– Нет, знают еще его сестра и Мама Венера, вернее, знали… Но только Эдгар мог бы этим воспользоваться, он ведь ненавидит своего отца и сделает все, чтобы опозорить его семью.
– Понятно, – кивнул Элифалет, но я не остановилась; рассказала об этом семействе, об усыновлении, о Фрэнсис Аллан, о неверности, о незаконнорожденном брате Эдгара, чью фамилию я ношу, о том, что Джон Аллан считает Эдгара негодным рифмоплетом.
– А еще деньги, – добавилая, – приправой к этому салату служат деньги: Джон Аллан богат. Восседает на груде монет и не скатит оттуда Эдгару даже пятицентовика.
– Выходит, поэт…
– Беден, да. Но этих двоих разделяют не только деньги, но несогласие во вкусах, темпераментах и многое другое.
Я продолжала:
– Мама Венера знала весь наш замысел целиком, Розали – только часть, и столько же Эдгар. Но в этих краях укрывательство беглых рабов считается, конечно, преступлением и…
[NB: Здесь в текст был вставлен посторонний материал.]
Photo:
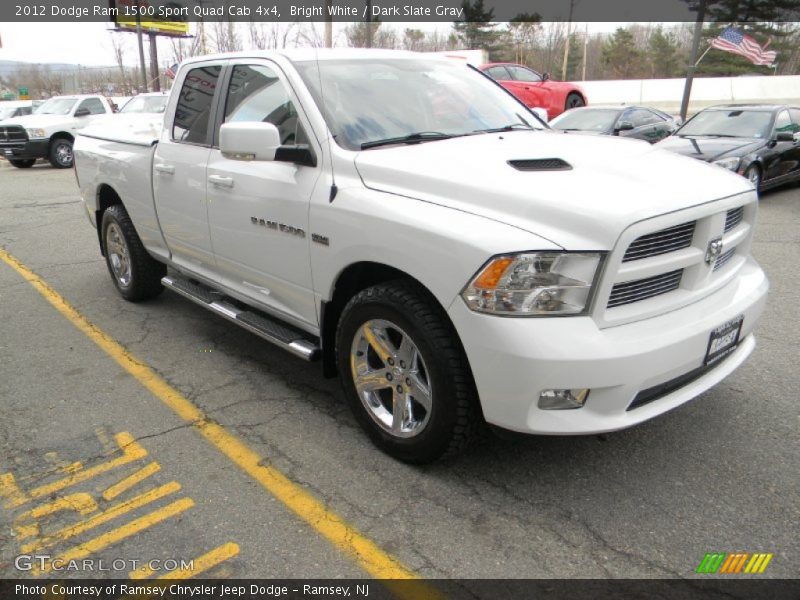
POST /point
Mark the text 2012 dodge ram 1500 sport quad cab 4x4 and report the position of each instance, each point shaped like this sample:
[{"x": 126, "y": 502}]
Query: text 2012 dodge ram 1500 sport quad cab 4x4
[{"x": 416, "y": 228}]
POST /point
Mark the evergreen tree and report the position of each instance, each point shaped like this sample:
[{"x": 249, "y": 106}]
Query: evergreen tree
[
  {"x": 621, "y": 57},
  {"x": 663, "y": 54},
  {"x": 477, "y": 30}
]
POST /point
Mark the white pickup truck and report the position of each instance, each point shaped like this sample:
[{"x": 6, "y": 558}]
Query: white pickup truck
[
  {"x": 408, "y": 222},
  {"x": 50, "y": 131}
]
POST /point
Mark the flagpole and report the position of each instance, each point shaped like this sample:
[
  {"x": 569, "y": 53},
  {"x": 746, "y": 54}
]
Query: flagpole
[{"x": 703, "y": 56}]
– И убийство тоже, – дополнил Эли.
– Я… это не я…
– Как я слышал, этот человек заслуживал смерти и того, что за ней последовало. – Это был намек на бесконечное и беспредельное воздаяние, уготованное Бедлоу на том свете, и, проясняя эту мысль, взгляд Эли (желто-зеленый, дымчатый, под соболиной сенью ресниц) указал вниз, где спрятаны глубины преисподней. – Скатертью дорожка в пекло… Но довольно о нем. Что с этим докучливым поэтом?
– Дело вот в чем. Существуют законы (справедливые или нет, другой разговор), и Эдгару известно, что я их нарушила. То есть на законы ему, конечно, плевать. Людские законы не про него писаны – так он думает. Но он ими воспользуется, как воспользовался бы чем угодно, чтобы навредить Джону Аллану. Даже если понадобится самому стать нашим соучастником.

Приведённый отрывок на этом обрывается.